Et, sans hâte, de l’air le plus aisé du monde, elle posa son ouvrage sur la petite table, quitta sa chaise, alla tourner le robinet, d’une main légère, qui ne tremblait même pas.

— Voilà qui est fait… Pourquoi donc, mon ami, ne l’avez-vous pas fait vous-même ?

Il l’avait suivie des yeux, béant, glacé, comme touché par la mort. Et, quand le sang lui revint sous la peau, quand il se retrouva vivant devant l’appareil désormais inoffensif, il eut un profond soupir, frissonnant encore et désespéré.

— Pourquoi je ne l’ai pas fermé ?… Mais parce que j’ai eu peur.

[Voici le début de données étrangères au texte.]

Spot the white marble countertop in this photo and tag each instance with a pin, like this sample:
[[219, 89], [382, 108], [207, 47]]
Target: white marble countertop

À ce moment, Marie et Pierre rentraient, ravis de leur promenade, causant, riant, rapportant avec eux l’allégresse du clair soleil ; et les trois frères, Thomas, François, Antoine, qui revenaient du jardin, les plaisantaient, voulaient leur faire avouer que Pierre s’était battu avec une vache et qu’il avait pédalé au travers d’un champ d’avoine. La vue du père, bouleversé, les inquiéta brusquement.

— Mes enfants, je viens d’être lâche… Ah c’est curieux, la lâcheté, une sensation que je ne connaissais pas.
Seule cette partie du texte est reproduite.